Mrs. Hill, a handsome, dignified lady who was one of the chaperones of the prom, received Grace warmly, while Beatrice Hill, an extremely pretty, smartly gowned girl, made her feel at home immediately.
"You came with Sid, didn't you?" she whispered. "Sid is so sly—he never tells us whom he is going to take anywhere. But when I saw you come in with him I knew I was going to like you, you looked so jolly. And you're really the sister of that splendid Dr. Seeley who saved Murray's life last summer? And to think you've been at Payzant nearly a whole term and we never knew it!"
"Well, how have you enjoyed our prom, Miss Seeley?" asked Sid, as they walked home together under the arching elms of the college campus.
"Oh! it was splendid," said Grace enthusiastically. "Everybody was so nice. And then to meet someone who could tell me so much about Max! I must write them home all about it before I sleep, just to calm my head a bit. Mother and the girls will be so interested, and I must send Lou and Mab a carnation apiece for their scrapbooks."
"Give me one back, please," said Sid. And Grace with a little blush, did so.
That night, while Grace was slipping the stems of her carnations and putting them into water, three little bits of conversation were being carried on which it is necessary to report in order to round up this story neatly and properly, as all stories should be rounded up.

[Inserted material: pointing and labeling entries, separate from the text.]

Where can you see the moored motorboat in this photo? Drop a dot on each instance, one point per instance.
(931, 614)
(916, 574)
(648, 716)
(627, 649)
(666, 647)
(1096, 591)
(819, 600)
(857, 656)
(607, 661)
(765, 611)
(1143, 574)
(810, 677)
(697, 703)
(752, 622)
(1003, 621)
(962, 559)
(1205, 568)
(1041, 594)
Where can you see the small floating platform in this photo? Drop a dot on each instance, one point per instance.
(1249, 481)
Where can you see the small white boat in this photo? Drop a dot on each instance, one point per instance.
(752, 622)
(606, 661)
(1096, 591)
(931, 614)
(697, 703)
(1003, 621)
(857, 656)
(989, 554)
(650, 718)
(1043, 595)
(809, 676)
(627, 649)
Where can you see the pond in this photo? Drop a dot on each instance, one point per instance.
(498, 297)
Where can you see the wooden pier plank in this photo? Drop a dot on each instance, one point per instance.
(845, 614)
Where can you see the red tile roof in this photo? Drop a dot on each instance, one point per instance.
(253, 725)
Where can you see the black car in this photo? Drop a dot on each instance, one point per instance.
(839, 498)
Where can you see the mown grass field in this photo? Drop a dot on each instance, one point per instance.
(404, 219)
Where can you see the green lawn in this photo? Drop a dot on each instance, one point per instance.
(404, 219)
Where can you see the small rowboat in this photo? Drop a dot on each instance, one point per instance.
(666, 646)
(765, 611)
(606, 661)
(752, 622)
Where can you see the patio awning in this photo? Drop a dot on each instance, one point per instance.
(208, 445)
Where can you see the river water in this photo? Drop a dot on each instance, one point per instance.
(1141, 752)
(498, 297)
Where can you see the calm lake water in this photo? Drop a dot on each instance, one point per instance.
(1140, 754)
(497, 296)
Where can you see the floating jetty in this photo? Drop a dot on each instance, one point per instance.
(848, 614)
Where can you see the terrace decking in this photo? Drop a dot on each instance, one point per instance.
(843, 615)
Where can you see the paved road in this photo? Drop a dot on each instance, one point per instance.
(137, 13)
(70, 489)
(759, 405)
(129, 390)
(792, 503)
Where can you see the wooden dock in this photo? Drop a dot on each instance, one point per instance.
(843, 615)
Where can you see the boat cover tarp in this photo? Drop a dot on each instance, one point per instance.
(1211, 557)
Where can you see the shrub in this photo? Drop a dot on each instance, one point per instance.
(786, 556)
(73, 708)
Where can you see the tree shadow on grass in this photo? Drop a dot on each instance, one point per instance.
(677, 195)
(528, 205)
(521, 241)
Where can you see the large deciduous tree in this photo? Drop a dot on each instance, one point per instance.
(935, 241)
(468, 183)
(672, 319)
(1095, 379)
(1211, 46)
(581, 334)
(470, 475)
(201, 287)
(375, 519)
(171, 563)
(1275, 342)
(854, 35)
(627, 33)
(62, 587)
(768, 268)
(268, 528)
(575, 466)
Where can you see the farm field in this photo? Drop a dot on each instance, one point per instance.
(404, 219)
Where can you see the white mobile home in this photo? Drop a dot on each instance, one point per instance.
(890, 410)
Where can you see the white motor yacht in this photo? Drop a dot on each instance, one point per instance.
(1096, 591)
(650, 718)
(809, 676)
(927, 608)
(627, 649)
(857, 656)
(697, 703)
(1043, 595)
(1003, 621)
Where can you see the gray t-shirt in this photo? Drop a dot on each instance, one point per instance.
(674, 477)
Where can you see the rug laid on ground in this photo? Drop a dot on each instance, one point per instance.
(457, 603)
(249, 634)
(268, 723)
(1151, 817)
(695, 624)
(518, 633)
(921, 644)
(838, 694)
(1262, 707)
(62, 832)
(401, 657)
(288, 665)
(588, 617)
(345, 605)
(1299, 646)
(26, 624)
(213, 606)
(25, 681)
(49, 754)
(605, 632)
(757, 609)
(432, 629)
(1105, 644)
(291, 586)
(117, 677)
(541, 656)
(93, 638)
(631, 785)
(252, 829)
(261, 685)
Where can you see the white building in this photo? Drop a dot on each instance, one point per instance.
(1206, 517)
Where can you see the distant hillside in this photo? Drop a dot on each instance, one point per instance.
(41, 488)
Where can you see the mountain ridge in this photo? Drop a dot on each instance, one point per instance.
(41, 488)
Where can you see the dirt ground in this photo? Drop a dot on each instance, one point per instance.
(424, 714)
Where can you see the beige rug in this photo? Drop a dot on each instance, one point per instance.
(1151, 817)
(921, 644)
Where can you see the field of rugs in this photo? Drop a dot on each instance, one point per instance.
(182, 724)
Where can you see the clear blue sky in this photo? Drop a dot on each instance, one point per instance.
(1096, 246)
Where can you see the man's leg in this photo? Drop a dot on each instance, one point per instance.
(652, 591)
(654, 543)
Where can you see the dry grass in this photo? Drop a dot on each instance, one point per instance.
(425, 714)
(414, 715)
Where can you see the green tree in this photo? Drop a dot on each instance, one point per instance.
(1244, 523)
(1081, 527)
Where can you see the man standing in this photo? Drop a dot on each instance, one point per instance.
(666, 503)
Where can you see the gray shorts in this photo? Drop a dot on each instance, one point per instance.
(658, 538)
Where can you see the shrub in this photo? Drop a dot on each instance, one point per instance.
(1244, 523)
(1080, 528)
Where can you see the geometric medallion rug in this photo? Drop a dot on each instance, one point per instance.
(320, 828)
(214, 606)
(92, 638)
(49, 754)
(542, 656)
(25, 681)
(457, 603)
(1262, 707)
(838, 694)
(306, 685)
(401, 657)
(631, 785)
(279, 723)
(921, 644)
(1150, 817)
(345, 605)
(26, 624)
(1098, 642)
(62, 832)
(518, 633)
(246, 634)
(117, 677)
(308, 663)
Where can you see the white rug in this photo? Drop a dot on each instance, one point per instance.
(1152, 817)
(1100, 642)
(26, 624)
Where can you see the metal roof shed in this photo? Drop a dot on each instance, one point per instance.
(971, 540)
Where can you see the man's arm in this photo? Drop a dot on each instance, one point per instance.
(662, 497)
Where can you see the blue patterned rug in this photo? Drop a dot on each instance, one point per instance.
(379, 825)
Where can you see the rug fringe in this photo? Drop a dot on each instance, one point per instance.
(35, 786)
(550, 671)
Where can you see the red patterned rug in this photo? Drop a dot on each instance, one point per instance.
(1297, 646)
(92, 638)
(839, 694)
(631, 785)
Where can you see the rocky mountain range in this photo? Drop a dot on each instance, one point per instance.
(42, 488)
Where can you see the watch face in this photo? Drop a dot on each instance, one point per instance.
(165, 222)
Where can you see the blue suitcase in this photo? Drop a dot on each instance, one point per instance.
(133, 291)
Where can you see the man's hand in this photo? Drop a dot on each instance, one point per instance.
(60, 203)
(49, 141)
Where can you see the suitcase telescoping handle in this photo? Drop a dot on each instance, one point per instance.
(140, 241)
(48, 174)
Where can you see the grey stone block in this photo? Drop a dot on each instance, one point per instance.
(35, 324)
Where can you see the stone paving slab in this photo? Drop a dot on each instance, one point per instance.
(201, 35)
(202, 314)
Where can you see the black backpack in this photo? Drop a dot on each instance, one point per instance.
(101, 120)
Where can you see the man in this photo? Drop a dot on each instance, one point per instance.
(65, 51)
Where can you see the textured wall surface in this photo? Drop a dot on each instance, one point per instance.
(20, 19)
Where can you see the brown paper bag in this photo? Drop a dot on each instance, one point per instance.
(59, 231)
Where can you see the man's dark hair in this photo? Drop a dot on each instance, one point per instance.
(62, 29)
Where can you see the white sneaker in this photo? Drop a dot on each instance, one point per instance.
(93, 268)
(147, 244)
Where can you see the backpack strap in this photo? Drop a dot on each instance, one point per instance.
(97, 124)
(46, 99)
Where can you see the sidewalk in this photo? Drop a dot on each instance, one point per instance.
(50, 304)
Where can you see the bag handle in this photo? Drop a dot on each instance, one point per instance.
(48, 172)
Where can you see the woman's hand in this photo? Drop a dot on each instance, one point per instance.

In the first place, Beatrice Hill was saying to Sidney, "Oh, Sid, that Miss Seeley you had at the prom is a lovely girl. I don't know when I've met anyone I liked so much. She was so jolly and friendly and she didn't put on learned airs at all, as so many of those Payzant girls do. I asked her all about herself and she told me, and all about her mother and sisters and home and the lovely times they had together, and how hard they worked to send her to college too, and how she taught school in vacations and 'roomed' herself to help along. Isn't it so brave and plucky of her! I know we are going to be great friends."
"I hope so," said Sidney briefly, "because I have an idea that she and I are going to be very good friends too."
And Sidney went upstairs and put away a single white carnation very carefully.
In the second place, Mrs. Hill was saying to her eldest son, "I liked that Miss Seeley very much. She seemed a very sweet girl."
And, finally, Agnes Walters and Edna Hayden were discussing the matter in great mystification in their room.
"I can't understand it at all," said Agnes slowly. "Sid Hill took her to the prom and he must have sent her those carnations too. She could never have afforded them herself. And did you see the fuss his people made over her? I heard Beatrice telling her that she was coming to call on her tomorrow, and Mrs. Hill said she must look upon 'Beechlawn' as her second home while she was at Payzant. If the Hills are going to take her up we'll have to be nice to her."
"I suppose," said Edna conclusively, "the truth of the matter is that Sid Hill meant to ask her anyway. I dare say he asked her long ago, and she would know our invitation was a fraud. So the joke is on ourselves, after all."
But, as you and I know, that, with the exception of the last sentence, was not the truth of the matter at all.